In what has become a familiar refrain when discussing artificial intelligence (AI)-enabled technologies, voice cloning makes possible beneficial advances in accessibility and creativity while also enabling increasingly sophisticated scams and deepfakes. To combat the potential negative impacts of voice cloning technology, the U.S. Federal Trade Commission (FTC) challenged researchers and technology experts to develop breakthrough ideas on preventing, monitoring and evaluating malicious voice cloning.
Ning Zhang, an assistant professor of computer science and engineering in the McKelvey School of Engineering at Washington University in St. Louis, was one of three winners of the FTC’s Voice Cloning Challenge announced April 8. Zhang explained his winning project, DeFake, which deploys a kind of watermarking for voice recordings. DeFake embeds carefully crafted distortions that are imperceptible to the human ear into recordings, making criminal cloning more difficult by eliminating usable voice samples.
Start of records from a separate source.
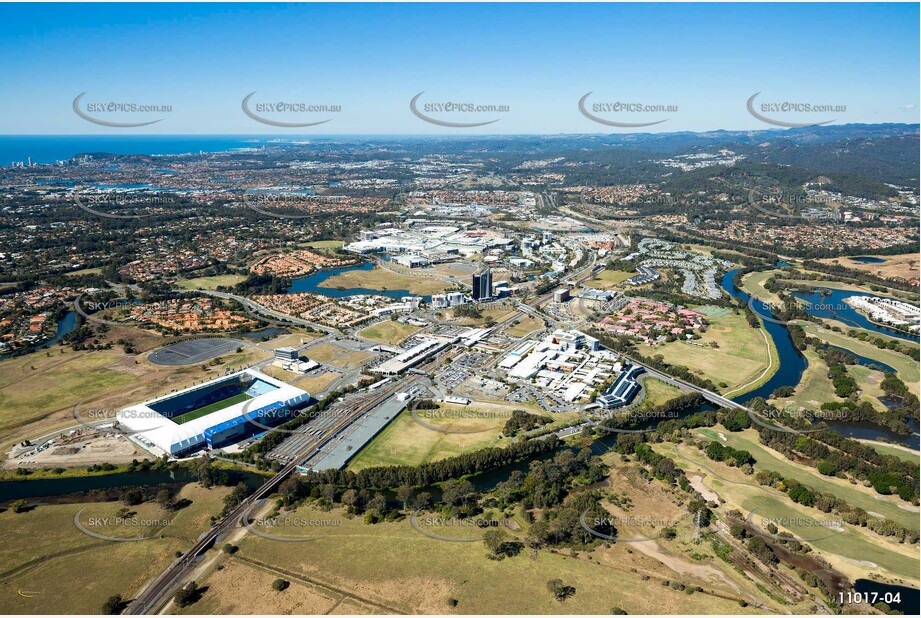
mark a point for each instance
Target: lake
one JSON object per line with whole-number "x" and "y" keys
{"x": 312, "y": 283}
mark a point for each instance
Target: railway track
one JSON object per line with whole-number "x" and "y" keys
{"x": 152, "y": 596}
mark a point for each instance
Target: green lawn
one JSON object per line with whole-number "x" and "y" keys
{"x": 607, "y": 279}
{"x": 906, "y": 368}
{"x": 389, "y": 332}
{"x": 856, "y": 495}
{"x": 850, "y": 544}
{"x": 214, "y": 407}
{"x": 210, "y": 283}
{"x": 740, "y": 359}
{"x": 658, "y": 392}
{"x": 394, "y": 564}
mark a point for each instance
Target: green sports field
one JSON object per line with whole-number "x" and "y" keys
{"x": 214, "y": 407}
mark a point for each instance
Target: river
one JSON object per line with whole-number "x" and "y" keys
{"x": 792, "y": 365}
{"x": 829, "y": 304}
{"x": 51, "y": 487}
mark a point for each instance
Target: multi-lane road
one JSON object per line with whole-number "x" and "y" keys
{"x": 153, "y": 596}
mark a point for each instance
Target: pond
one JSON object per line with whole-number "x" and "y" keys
{"x": 829, "y": 304}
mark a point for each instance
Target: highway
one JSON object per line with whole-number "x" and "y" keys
{"x": 156, "y": 593}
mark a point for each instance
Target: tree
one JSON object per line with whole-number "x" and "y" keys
{"x": 559, "y": 590}
{"x": 186, "y": 595}
{"x": 457, "y": 492}
{"x": 113, "y": 605}
{"x": 405, "y": 495}
{"x": 165, "y": 499}
{"x": 494, "y": 540}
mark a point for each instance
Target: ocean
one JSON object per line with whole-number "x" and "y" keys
{"x": 51, "y": 148}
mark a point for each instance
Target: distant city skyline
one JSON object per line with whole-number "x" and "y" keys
{"x": 699, "y": 67}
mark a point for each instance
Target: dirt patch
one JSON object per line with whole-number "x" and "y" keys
{"x": 697, "y": 482}
{"x": 238, "y": 588}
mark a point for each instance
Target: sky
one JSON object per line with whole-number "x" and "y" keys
{"x": 701, "y": 62}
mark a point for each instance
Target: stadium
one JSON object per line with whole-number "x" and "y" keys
{"x": 212, "y": 414}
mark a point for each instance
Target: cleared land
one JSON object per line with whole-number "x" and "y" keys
{"x": 382, "y": 279}
{"x": 856, "y": 495}
{"x": 338, "y": 356}
{"x": 64, "y": 571}
{"x": 323, "y": 244}
{"x": 497, "y": 313}
{"x": 753, "y": 283}
{"x": 525, "y": 326}
{"x": 393, "y": 566}
{"x": 843, "y": 548}
{"x": 608, "y": 279}
{"x": 389, "y": 332}
{"x": 904, "y": 266}
{"x": 38, "y": 391}
{"x": 658, "y": 392}
{"x": 85, "y": 271}
{"x": 897, "y": 451}
{"x": 906, "y": 368}
{"x": 210, "y": 283}
{"x": 740, "y": 358}
{"x": 406, "y": 442}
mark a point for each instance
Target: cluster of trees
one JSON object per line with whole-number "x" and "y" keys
{"x": 883, "y": 344}
{"x": 887, "y": 474}
{"x": 664, "y": 469}
{"x": 830, "y": 503}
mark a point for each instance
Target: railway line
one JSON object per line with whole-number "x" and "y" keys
{"x": 152, "y": 596}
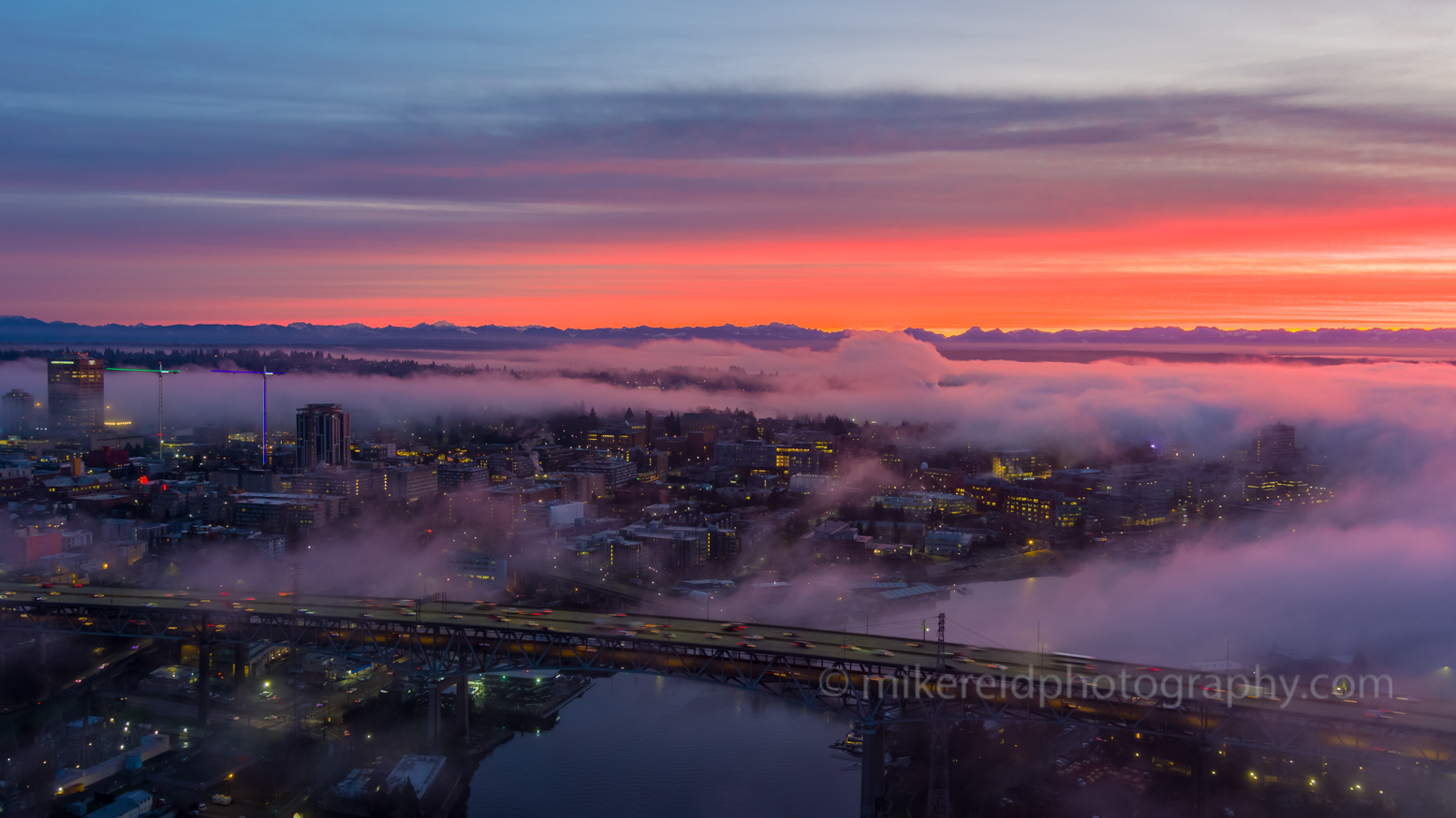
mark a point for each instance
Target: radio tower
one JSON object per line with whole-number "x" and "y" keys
{"x": 938, "y": 799}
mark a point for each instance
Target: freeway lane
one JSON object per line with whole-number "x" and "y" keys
{"x": 886, "y": 652}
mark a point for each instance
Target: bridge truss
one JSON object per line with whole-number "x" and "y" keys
{"x": 870, "y": 689}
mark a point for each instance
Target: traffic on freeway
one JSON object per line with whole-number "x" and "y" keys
{"x": 886, "y": 652}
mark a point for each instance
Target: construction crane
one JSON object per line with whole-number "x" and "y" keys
{"x": 157, "y": 372}
{"x": 264, "y": 372}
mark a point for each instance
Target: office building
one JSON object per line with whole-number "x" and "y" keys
{"x": 76, "y": 390}
{"x": 323, "y": 435}
{"x": 1020, "y": 464}
{"x": 1274, "y": 446}
{"x": 763, "y": 458}
{"x": 16, "y": 411}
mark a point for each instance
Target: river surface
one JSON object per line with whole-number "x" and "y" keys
{"x": 640, "y": 746}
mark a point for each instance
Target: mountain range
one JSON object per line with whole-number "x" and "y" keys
{"x": 445, "y": 335}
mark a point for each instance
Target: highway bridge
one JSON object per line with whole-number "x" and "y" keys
{"x": 876, "y": 680}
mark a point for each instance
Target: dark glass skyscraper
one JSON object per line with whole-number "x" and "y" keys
{"x": 76, "y": 389}
{"x": 323, "y": 435}
{"x": 16, "y": 412}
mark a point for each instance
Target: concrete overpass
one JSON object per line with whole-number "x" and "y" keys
{"x": 876, "y": 680}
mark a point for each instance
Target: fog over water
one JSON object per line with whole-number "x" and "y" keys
{"x": 1369, "y": 574}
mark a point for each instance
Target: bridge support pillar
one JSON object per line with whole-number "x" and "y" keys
{"x": 204, "y": 677}
{"x": 239, "y": 665}
{"x": 873, "y": 775}
{"x": 463, "y": 708}
{"x": 1201, "y": 767}
{"x": 433, "y": 720}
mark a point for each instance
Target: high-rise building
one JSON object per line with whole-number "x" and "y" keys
{"x": 16, "y": 409}
{"x": 323, "y": 435}
{"x": 76, "y": 390}
{"x": 1020, "y": 464}
{"x": 1274, "y": 446}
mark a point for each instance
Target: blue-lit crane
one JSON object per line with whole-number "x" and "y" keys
{"x": 264, "y": 372}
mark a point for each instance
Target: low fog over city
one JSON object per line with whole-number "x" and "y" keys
{"x": 805, "y": 523}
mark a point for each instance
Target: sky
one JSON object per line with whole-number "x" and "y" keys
{"x": 936, "y": 163}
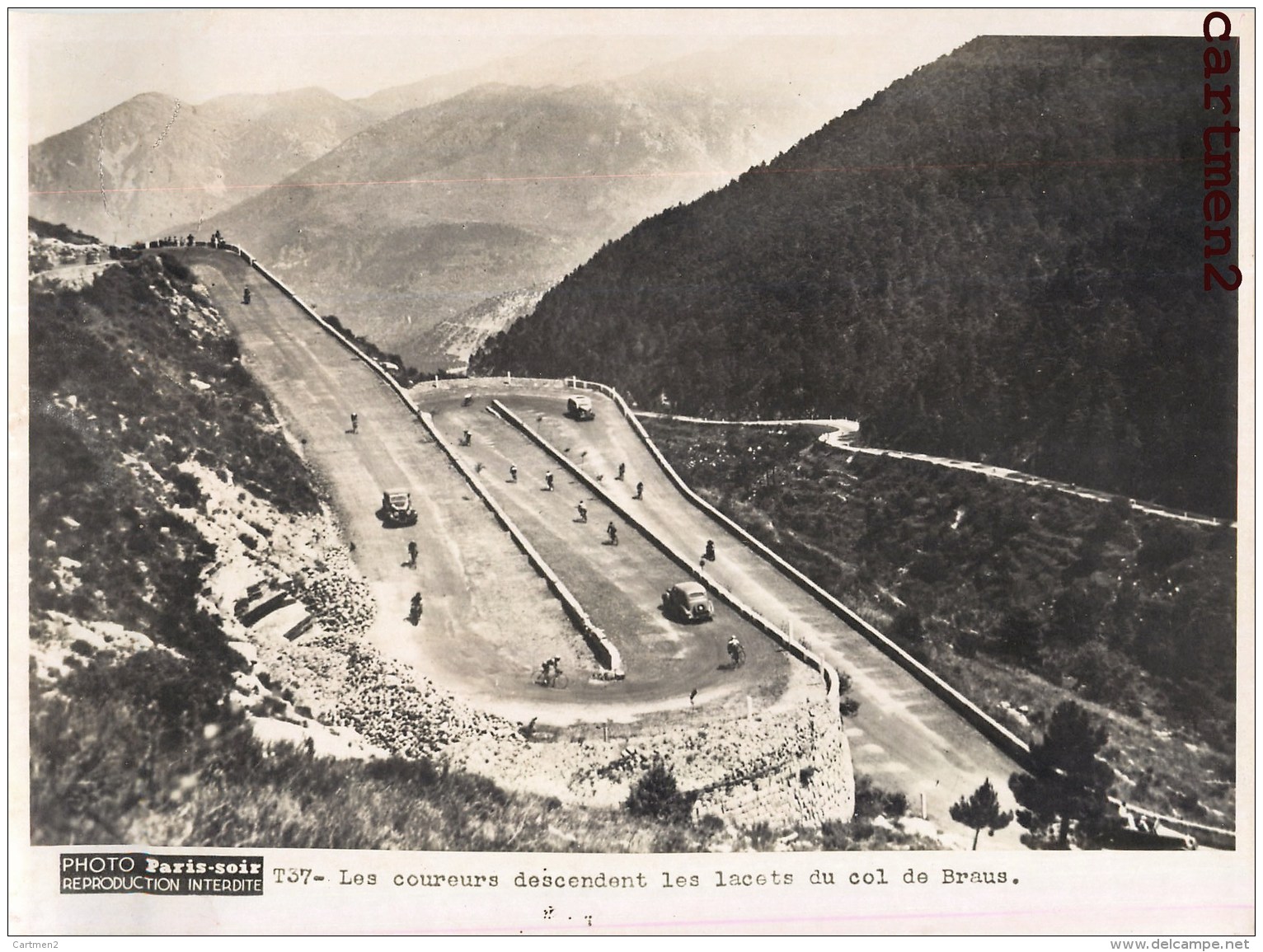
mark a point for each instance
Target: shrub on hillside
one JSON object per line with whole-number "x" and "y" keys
{"x": 657, "y": 795}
“DeFake uses a technique of adversarial AI that was originally part of the cybercriminals’ toolbox, but now we’re using it to defend against them,” Zhang said. “Voice cloning relies on the use of pre-existing speech samples to clone a voice, which are generally collected from social media and other platforms. By perturbing the recorded audio signal just a little bit, just enough that it still sounds right to human listeners, but it’s completely different to AI, DeFake obstructs cloning by making criminally synthesized speech sound like other voices, not the intended victim.”